How does fread really work?

Question

The declaration of fread is as following:

size_t fread(void *ptr, size_t size, size_t nmemb, FILE *stream);

The question is: Is there a difference in reading performance of two such calls to fread:

char a[1000];

fread(a, 1, 1000, stdin);
fread(a, 1000, 1, stdin);

Will it read 1000 bytes at once each time?

Keith Thompson · Accepted Answer · 2014-03-28T17:38:10.403

110

There may or may not be any difference in performance. There is a difference in semantics.

fread(a, 1, 1000, stdin);

attempts to read 1000 data elements, each of which is 1 byte long.

fread(a, 1000, 1, stdin);

attempts to read 1 data element which is 1000 bytes long.

They're different because fread() returns the number of data elements it was able to read, not the number of bytes. If it reaches end-of-file (or an error condition) before reading the full 1000 bytes, the first version has to indicate exactly how many bytes it read; the second just fails and returns 0.

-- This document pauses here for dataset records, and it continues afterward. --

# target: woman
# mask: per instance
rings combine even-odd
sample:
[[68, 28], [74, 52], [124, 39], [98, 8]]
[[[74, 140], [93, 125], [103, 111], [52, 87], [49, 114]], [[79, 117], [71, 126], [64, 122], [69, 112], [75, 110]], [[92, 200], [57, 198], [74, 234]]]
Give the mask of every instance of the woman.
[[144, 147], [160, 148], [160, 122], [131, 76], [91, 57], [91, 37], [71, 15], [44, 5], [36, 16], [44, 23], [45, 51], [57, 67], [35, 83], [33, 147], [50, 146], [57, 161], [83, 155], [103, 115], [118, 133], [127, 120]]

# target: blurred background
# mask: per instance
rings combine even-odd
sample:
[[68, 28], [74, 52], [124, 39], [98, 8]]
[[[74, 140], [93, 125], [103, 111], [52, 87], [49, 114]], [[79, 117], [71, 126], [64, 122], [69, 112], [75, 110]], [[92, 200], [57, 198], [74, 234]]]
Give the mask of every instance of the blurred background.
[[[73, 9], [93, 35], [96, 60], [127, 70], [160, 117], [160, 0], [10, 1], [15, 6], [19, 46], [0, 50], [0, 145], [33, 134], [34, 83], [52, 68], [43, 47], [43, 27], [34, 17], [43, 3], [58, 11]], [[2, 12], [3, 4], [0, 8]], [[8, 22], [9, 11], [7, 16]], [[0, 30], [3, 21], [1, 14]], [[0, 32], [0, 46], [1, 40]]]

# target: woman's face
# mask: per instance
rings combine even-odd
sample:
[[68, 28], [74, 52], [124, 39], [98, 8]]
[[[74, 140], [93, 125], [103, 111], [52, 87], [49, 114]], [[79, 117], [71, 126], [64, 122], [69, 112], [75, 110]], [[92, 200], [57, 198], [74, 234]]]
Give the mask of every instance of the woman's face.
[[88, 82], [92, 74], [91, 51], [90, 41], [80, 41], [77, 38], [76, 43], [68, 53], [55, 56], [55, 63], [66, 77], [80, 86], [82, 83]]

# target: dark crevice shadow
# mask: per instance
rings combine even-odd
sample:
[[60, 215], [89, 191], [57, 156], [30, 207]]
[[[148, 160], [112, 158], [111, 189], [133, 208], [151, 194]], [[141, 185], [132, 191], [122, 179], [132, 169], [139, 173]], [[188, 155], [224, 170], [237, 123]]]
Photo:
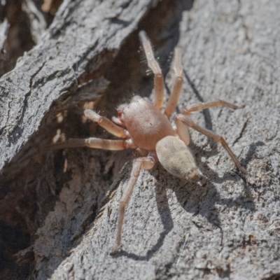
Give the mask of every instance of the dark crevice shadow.
[[[242, 165], [246, 166], [246, 163], [253, 158], [257, 147], [264, 145], [265, 144], [261, 141], [258, 141], [251, 144], [245, 159], [241, 160]], [[200, 162], [201, 162], [202, 156], [208, 158], [213, 155], [212, 152], [210, 151], [209, 153], [209, 155], [208, 155], [208, 156], [207, 155], [206, 155], [205, 152], [202, 151], [200, 147], [196, 146], [193, 143], [191, 144], [190, 148], [192, 148], [192, 150], [198, 150], [197, 153], [198, 157], [197, 157], [196, 160]], [[223, 235], [223, 231], [219, 218], [219, 212], [216, 209], [215, 205], [225, 205], [229, 208], [238, 206], [254, 211], [255, 205], [253, 202], [254, 200], [251, 189], [246, 182], [244, 175], [241, 174], [237, 167], [236, 171], [234, 172], [227, 172], [223, 174], [222, 177], [219, 177], [216, 172], [207, 166], [206, 163], [204, 164], [200, 164], [200, 169], [202, 174], [207, 174], [207, 178], [205, 176], [200, 176], [198, 182], [192, 183], [186, 181], [186, 183], [182, 185], [182, 183], [180, 183], [182, 181], [174, 177], [174, 180], [178, 180], [178, 183], [174, 188], [169, 188], [167, 186], [167, 188], [175, 192], [178, 202], [186, 212], [192, 213], [194, 216], [201, 215], [206, 218], [209, 223], [220, 230]], [[167, 172], [164, 169], [160, 164], [158, 164], [155, 169], [150, 171], [150, 173], [155, 177], [156, 176], [155, 170], [158, 170], [158, 172], [160, 173], [165, 172], [168, 176], [172, 176], [172, 175], [167, 174]], [[241, 178], [244, 182], [244, 192], [240, 193], [240, 195], [234, 199], [221, 198], [214, 183], [223, 183], [227, 181], [237, 182], [239, 181], [239, 178]], [[148, 261], [162, 246], [166, 236], [174, 227], [174, 223], [168, 206], [167, 190], [165, 187], [162, 186], [163, 185], [160, 185], [158, 183], [156, 183], [155, 195], [157, 206], [164, 226], [164, 231], [160, 233], [157, 243], [153, 245], [150, 249], [148, 250], [146, 255], [139, 255], [120, 249], [117, 253], [112, 255], [113, 258], [126, 256], [133, 260]], [[194, 222], [194, 223], [195, 224], [195, 222]], [[196, 226], [200, 227], [200, 225], [196, 225]]]

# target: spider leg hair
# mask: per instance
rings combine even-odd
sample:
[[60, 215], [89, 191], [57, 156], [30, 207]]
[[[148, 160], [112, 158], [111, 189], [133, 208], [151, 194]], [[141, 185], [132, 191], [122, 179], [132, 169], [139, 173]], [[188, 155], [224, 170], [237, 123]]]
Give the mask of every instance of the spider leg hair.
[[162, 73], [160, 65], [155, 59], [150, 42], [144, 31], [142, 30], [139, 32], [139, 38], [143, 44], [146, 57], [147, 57], [148, 66], [152, 69], [155, 74], [153, 79], [155, 93], [155, 107], [161, 110], [164, 102], [164, 82]]
[[97, 122], [99, 125], [107, 130], [108, 132], [120, 138], [127, 138], [129, 134], [123, 127], [113, 123], [109, 119], [99, 115], [92, 110], [85, 110], [85, 115], [89, 120]]
[[164, 114], [169, 118], [174, 113], [180, 98], [183, 87], [183, 66], [181, 62], [182, 50], [175, 48], [174, 69], [176, 78], [171, 92], [169, 99], [165, 108]]
[[138, 158], [133, 161], [132, 171], [130, 174], [130, 178], [120, 202], [117, 239], [115, 240], [115, 244], [112, 249], [113, 253], [115, 252], [120, 245], [125, 207], [130, 202], [133, 188], [134, 188], [138, 177], [139, 176], [140, 172], [141, 169], [150, 169], [153, 168], [156, 160], [156, 157], [150, 155], [148, 155], [148, 157]]
[[232, 104], [232, 103], [227, 102], [226, 101], [218, 99], [211, 102], [205, 102], [205, 103], [199, 103], [197, 104], [192, 104], [186, 107], [184, 109], [182, 110], [181, 113], [186, 115], [190, 115], [191, 113], [201, 111], [204, 109], [207, 109], [209, 108], [214, 107], [227, 107], [230, 108], [231, 109], [236, 110], [236, 109], [241, 109], [244, 108], [244, 105], [241, 106], [236, 106]]
[[46, 148], [47, 150], [59, 150], [77, 147], [89, 147], [110, 150], [120, 150], [127, 148], [137, 148], [132, 139], [108, 140], [93, 137], [88, 139], [70, 138], [65, 142], [55, 143], [48, 146]]
[[239, 169], [243, 172], [244, 174], [247, 174], [247, 171], [241, 167], [240, 162], [237, 160], [235, 155], [233, 153], [232, 150], [228, 146], [227, 142], [225, 139], [220, 135], [216, 134], [216, 133], [211, 132], [211, 130], [206, 130], [206, 128], [202, 127], [201, 126], [195, 124], [194, 121], [189, 117], [184, 115], [183, 114], [178, 114], [176, 116], [176, 122], [181, 122], [182, 123], [185, 124], [188, 127], [192, 127], [194, 130], [198, 131], [200, 133], [206, 135], [207, 137], [211, 138], [216, 142], [220, 143], [223, 147], [227, 150], [227, 153], [230, 155], [232, 160], [234, 162], [237, 167]]

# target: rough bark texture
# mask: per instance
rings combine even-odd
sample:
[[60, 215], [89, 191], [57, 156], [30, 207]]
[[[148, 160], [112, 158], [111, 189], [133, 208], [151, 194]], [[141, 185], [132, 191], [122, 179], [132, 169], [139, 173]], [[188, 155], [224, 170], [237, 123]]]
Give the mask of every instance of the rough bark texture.
[[[279, 4], [64, 0], [0, 80], [1, 278], [279, 279]], [[176, 178], [160, 164], [142, 172], [122, 250], [111, 255], [132, 151], [40, 148], [55, 135], [108, 138], [85, 123], [83, 108], [111, 117], [133, 94], [150, 97], [141, 29], [166, 75], [166, 97], [170, 54], [183, 50], [177, 112], [216, 99], [246, 105], [193, 120], [223, 135], [249, 174], [191, 131], [201, 179]]]

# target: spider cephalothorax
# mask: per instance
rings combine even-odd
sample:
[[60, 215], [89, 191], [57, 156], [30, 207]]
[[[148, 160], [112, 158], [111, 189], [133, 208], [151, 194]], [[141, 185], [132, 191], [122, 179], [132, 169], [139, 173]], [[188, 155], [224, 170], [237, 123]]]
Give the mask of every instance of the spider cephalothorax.
[[193, 104], [185, 108], [175, 117], [176, 128], [172, 125], [169, 118], [177, 105], [183, 85], [183, 66], [181, 62], [181, 50], [175, 49], [174, 71], [176, 79], [165, 109], [162, 112], [164, 102], [164, 80], [160, 68], [155, 59], [150, 43], [144, 31], [140, 32], [145, 54], [149, 67], [155, 74], [155, 98], [154, 104], [147, 98], [134, 96], [130, 103], [122, 104], [117, 109], [118, 117], [111, 121], [92, 110], [85, 110], [87, 118], [97, 122], [111, 134], [122, 140], [108, 140], [97, 138], [87, 139], [70, 139], [66, 142], [52, 145], [52, 148], [88, 146], [104, 150], [123, 150], [136, 148], [143, 155], [133, 162], [132, 171], [127, 186], [122, 195], [120, 205], [115, 251], [120, 244], [122, 227], [125, 206], [127, 205], [132, 190], [139, 176], [141, 169], [150, 169], [159, 161], [170, 174], [186, 180], [195, 180], [198, 169], [195, 158], [188, 148], [190, 127], [206, 136], [220, 143], [244, 173], [244, 169], [229, 148], [223, 138], [195, 124], [189, 117], [193, 111], [208, 108], [226, 106], [232, 109], [243, 108], [232, 104], [217, 100], [208, 103]]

In practice, it's probably just going to call a lower-level function that attempts to read 1000 bytes and indicates how many bytes it actually read. For larger reads, it might make multiple lower-level calls. The computation of the value to be returned by fread() is different, but the expense of the calculation is trivial.

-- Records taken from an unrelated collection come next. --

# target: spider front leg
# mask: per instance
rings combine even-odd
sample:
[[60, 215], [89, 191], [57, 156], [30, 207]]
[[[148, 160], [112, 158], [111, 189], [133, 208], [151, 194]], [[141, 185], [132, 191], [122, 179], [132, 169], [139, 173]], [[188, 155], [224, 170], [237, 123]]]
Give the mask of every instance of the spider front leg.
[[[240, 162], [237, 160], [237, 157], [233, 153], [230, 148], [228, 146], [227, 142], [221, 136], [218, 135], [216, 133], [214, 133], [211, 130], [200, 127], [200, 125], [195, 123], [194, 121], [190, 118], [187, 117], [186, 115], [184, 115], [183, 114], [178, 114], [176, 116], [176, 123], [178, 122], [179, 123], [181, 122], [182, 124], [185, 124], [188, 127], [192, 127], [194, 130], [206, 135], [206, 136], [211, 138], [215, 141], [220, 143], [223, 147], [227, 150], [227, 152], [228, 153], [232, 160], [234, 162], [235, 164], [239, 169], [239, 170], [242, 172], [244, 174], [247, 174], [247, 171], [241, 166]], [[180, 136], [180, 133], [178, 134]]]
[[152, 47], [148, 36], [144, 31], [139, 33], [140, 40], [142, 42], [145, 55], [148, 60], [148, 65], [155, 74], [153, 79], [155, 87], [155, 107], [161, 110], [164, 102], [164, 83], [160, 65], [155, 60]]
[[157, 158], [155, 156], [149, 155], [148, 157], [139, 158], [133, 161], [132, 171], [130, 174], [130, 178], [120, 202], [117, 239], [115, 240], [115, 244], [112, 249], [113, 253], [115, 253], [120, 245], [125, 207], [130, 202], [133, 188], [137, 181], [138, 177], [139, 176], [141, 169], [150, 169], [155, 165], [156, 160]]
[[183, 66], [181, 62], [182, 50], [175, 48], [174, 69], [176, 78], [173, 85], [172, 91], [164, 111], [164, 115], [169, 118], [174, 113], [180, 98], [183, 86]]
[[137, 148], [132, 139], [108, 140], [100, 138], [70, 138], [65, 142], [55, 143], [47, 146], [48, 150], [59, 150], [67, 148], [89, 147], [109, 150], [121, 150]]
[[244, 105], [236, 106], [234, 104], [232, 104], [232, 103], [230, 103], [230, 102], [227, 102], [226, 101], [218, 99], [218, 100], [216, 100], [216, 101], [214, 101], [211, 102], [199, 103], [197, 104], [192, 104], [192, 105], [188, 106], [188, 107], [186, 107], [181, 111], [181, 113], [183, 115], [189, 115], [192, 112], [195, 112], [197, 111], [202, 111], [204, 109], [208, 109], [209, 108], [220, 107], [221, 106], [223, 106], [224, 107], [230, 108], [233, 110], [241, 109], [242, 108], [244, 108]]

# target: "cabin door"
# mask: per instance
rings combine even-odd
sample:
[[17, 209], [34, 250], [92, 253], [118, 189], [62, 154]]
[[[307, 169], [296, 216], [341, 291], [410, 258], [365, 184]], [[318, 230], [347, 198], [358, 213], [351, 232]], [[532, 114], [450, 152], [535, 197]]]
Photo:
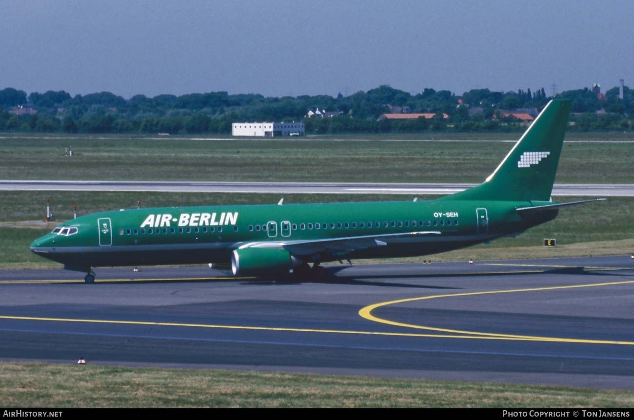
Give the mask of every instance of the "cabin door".
[[110, 218], [97, 219], [97, 225], [99, 228], [99, 244], [102, 246], [112, 245], [112, 224]]
[[277, 222], [269, 221], [266, 224], [266, 232], [269, 234], [269, 238], [275, 238], [277, 236]]
[[280, 229], [281, 230], [281, 235], [290, 236], [290, 222], [283, 221], [280, 223]]
[[477, 234], [486, 235], [489, 232], [489, 216], [486, 214], [486, 209], [476, 209], [477, 216]]

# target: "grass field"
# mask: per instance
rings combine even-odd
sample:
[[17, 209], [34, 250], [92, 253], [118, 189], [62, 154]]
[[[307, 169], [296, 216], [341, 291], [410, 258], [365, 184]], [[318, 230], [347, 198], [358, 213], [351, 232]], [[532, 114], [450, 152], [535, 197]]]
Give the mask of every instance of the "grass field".
[[[69, 147], [72, 157], [64, 155]], [[489, 141], [5, 136], [0, 179], [481, 182], [512, 147]], [[633, 164], [633, 143], [569, 142], [556, 181], [630, 183]]]
[[0, 363], [8, 407], [630, 408], [634, 392], [514, 384]]

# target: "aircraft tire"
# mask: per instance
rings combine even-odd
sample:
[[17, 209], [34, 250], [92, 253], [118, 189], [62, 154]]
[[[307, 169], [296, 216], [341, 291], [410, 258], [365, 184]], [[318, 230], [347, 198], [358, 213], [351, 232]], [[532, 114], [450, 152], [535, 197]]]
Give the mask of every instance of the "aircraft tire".
[[311, 279], [316, 281], [325, 281], [328, 279], [330, 275], [326, 269], [321, 265], [314, 265], [311, 269]]
[[293, 268], [293, 274], [296, 277], [301, 279], [307, 277], [311, 273], [311, 266], [307, 263], [303, 263], [301, 265]]

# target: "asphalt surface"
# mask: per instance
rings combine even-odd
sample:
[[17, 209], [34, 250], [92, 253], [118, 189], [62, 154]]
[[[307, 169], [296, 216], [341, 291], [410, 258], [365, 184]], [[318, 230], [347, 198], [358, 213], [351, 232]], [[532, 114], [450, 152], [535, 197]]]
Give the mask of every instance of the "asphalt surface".
[[629, 254], [328, 270], [0, 271], [0, 358], [634, 390]]
[[[0, 180], [0, 190], [156, 191], [328, 194], [452, 194], [469, 183]], [[553, 196], [634, 197], [634, 184], [555, 184]]]

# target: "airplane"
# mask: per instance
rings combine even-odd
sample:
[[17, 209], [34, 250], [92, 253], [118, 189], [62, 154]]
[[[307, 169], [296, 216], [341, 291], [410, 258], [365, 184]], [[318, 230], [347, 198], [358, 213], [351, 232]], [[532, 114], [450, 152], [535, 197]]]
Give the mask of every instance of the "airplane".
[[[93, 267], [231, 264], [236, 276], [324, 279], [322, 263], [424, 256], [514, 236], [562, 207], [551, 198], [571, 102], [553, 100], [481, 184], [431, 200], [134, 209], [72, 219], [30, 249]], [[312, 264], [312, 266], [310, 265]]]

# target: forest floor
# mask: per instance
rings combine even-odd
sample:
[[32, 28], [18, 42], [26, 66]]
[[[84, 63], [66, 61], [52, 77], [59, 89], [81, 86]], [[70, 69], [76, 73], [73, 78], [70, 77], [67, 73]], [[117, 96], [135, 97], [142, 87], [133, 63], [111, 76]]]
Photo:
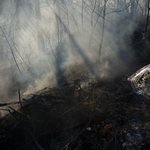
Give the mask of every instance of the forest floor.
[[142, 40], [140, 23], [126, 42], [136, 53], [137, 68], [103, 82], [87, 79], [84, 88], [79, 77], [62, 88], [47, 87], [18, 99], [20, 109], [8, 106], [9, 114], [0, 120], [0, 149], [149, 149], [150, 101], [127, 81], [150, 63], [150, 31]]

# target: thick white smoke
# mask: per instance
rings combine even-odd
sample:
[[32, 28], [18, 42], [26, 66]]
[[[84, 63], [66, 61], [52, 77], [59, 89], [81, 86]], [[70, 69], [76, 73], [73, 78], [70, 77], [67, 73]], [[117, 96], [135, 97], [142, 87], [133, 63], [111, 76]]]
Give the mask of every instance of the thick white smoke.
[[114, 9], [112, 0], [1, 0], [1, 102], [18, 89], [30, 94], [58, 86], [77, 66], [97, 80], [123, 73], [133, 57], [121, 47], [124, 35], [136, 27], [133, 17], [123, 19], [131, 9], [123, 2]]

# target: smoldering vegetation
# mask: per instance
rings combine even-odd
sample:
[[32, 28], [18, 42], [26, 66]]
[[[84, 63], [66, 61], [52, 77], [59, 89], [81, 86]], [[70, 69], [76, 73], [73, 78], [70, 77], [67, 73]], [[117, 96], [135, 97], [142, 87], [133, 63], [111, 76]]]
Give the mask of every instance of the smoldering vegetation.
[[133, 32], [143, 12], [138, 5], [139, 15], [130, 18], [130, 2], [115, 5], [113, 1], [1, 1], [1, 101], [12, 100], [18, 89], [27, 95], [60, 86], [73, 68], [96, 80], [122, 74], [134, 57], [125, 51], [130, 48], [124, 36]]
[[149, 149], [127, 81], [150, 63], [148, 17], [139, 0], [1, 0], [1, 149]]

There may be a difference if the implementation can tell, before attempting to read the data, that there isn't enough data to read. For example, if you're reading from a 900-byte file, the first version will read all 900 bytes and return 900, while the second might not bother to read anything. In both cases, the file position indicator is advanced by the number of characters successfully read, i.e., 900.

But in general, you should probably choose how to call it based on what information you need from it. Read a single data element if a partial read is no better than not reading anything at all. Read in smaller chunks if partial reads are useful.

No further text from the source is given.